Schedule 2 and 16 contracting authorities mentioned a lack of standardisation in i) contract signing and ii) contract modification by the different Directorates within DoC (SPD and OD). In fact, in tenders administered by SPD, the SPD issues contracts, and signatures are sought from both the Head of the contracting authority (Permanent Secretary) and the successful bidder. However, when the OD is in charge of the process, the OD issue contracts, which are signed by the DG Contracts (on behalf of the contracting authority) and the successful bidder. Once contracts are signed, the contracting authority provides electronic copies of the performance guarantee and the signed contract agreement to the Contractor, and retains the original copies. Similarly, with reference to contract modifications and amendments for tenders administered by the SPD, approval is provided by the respective Head of the contracting authority and permanent secretary. However, for tenders administered by the OD, the approval of modifications is provided by the General Contracts Committee (GCC). At times, such practices result in delays experienced by various contracting authorities, particularly with contracts issued by the OD. In the short term, when OD is involved, deadlines for contract modification approval by the GCC should be established, to increase efficiencies and reduce delays. In the medium term, it is necessary to standardise contract signing towards signing by the respective contracting authority. This would serve to eliminate inconsistencies between the directorates within DOC and increase the accountability of contracting authorities.

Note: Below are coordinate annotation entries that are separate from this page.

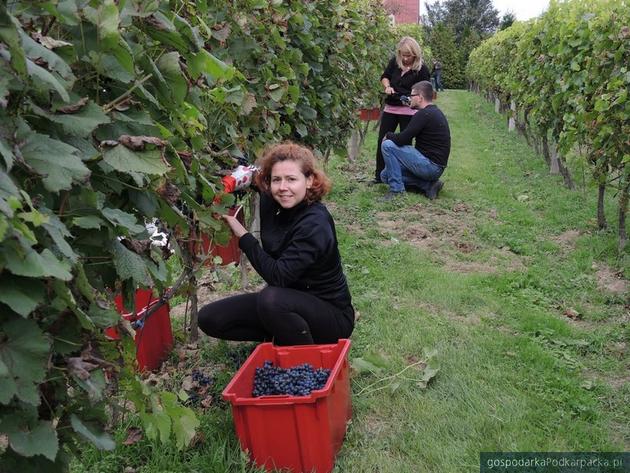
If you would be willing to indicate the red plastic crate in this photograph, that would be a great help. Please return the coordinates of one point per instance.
(369, 114)
(230, 253)
(154, 340)
(299, 433)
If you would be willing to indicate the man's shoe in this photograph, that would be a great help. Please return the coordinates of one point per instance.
(389, 196)
(435, 189)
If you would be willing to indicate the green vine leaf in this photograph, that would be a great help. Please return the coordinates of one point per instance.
(22, 295)
(129, 265)
(185, 423)
(97, 437)
(27, 440)
(80, 123)
(37, 265)
(10, 36)
(122, 159)
(24, 350)
(124, 220)
(56, 161)
(89, 222)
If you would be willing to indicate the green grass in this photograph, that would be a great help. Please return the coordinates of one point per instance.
(483, 275)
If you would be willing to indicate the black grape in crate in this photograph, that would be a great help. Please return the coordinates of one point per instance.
(298, 380)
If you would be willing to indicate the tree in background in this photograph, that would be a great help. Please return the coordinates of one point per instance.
(443, 48)
(507, 20)
(467, 22)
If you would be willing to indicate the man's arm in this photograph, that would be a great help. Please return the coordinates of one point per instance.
(414, 128)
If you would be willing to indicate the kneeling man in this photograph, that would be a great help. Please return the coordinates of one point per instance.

In addition, whilst it is acknowledged that procedures are primarily digital through the use of the ePPS, as noted from contracting authorities’ feedback, remaining items to be integrated and/or used in digital format include; incorporating e-signatures, the use of the ePPS module to challenge public procurement decisions, the use of the contract management module, and the provision of digital guarantees. For instance, forms such as the tender originator forms and the contracts following the award are signed manually and then saved in electronic format. In addition, all required external approvals, particularly in the contract management stage, with the SPD or the DoC are obtained through email. In order to enhance efficiency and reduce the administrative burden, Malta should consider further digitising all processes throughout the procurement cycle. This includes integrating additional features such as the e-signature (eliminating hard copies of procurement documents) and using ePPs or other relevant platforms for exchanges between DoC and contracting authorities. It will also ensure that all information relating to public procurement procedures is available and accessible online, in one centralised location (see 6.4) on the availability of relevant data to assess the efficiency and quality of procurement processes).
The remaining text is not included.